Load model turn out to be very slow after update the version of vllm #2959

jony0113 · 2024-02-21T13:33:42Z

I am using vllm and mixtral 8x7b, the version of vllm is 0.2.6, it works well.
I tried to update the version to latest 0.3.1. however, while it proceeds to load model weight, it becomes very slow. it takes almost 40 minutes vs. 5 minutes for the old version. I don't know how it happens since I do not change any other environment and parameters.

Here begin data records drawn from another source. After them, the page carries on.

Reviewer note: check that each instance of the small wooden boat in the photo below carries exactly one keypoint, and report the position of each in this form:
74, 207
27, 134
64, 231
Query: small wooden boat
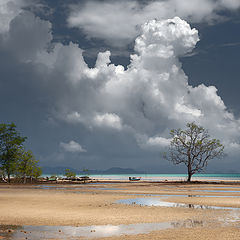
134, 178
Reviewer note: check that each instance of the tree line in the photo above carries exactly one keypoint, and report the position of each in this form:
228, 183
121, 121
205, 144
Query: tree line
14, 158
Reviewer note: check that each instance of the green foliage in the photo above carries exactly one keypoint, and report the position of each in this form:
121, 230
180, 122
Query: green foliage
69, 173
193, 147
10, 144
27, 165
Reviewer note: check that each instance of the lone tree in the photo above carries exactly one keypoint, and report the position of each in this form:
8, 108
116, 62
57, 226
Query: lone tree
27, 165
10, 144
194, 148
69, 173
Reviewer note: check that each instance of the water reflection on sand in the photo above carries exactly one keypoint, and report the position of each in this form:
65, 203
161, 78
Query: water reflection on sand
160, 203
96, 231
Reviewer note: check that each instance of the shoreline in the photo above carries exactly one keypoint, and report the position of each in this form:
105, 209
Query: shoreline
74, 204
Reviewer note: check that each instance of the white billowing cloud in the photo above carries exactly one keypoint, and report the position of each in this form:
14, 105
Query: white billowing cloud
146, 100
9, 9
118, 22
149, 98
24, 39
72, 147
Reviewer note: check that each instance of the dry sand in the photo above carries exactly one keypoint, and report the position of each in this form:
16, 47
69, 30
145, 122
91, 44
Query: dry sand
82, 205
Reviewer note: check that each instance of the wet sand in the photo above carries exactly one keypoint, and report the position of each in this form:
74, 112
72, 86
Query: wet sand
86, 205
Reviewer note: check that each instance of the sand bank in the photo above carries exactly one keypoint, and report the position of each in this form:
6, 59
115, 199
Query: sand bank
85, 205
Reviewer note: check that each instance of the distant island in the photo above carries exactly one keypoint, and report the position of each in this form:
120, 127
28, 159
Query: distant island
113, 170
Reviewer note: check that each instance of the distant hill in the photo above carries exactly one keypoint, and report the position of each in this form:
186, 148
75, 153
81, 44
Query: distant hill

I have checked the difference of loading model in mixtral.py and doesn't find any clues.

I downloaded the model, and my parameters are:

Namespace(host='0.0.0.0', port=28711, allow_credentials=False, allowed_origins=[''], allowed_methods=[''], allowed_headers=['*'], api_key=None, served_model_name='mixtral', chat_template=None, response_role='assistant', ssl_keyfile=None, ssl_certfile=None, root_path=None, middleware=[], model='/data0/Mixtral-8x7B-Instruct-v0.1', tokenizer=None, revision=None, tokenizer_revision=None, tokenizer_mode='auto', trust_remote_code=False, download_dir=None, load_format='auto', dtype='auto', kv_cache_dtype='auto', max_model_len=None, worker_use_ray=False, pipeline_parallel_size=1, tensor_parallel_size=2, max_parallel_loading_workers=None, block_size=16, seed=0, swap_space=4, gpu_memory_utilization=0.9, max_num_batched_tokens=None, max_num_seqs=256, max_paddings=256, disable_log_stats=False, quantization=None, enforce_eager=False, max_context_len_to_capture=8192, disable_custom_all_reduce=False, enable_lora=False, max_loras=1, max_lora_rank=16, lora_extra_vocab_size=256, lora_dtype='auto', max_cpu_loras=None, device='cuda', engine_use_ray=False, disable_log_requests=False, max_log_len=None)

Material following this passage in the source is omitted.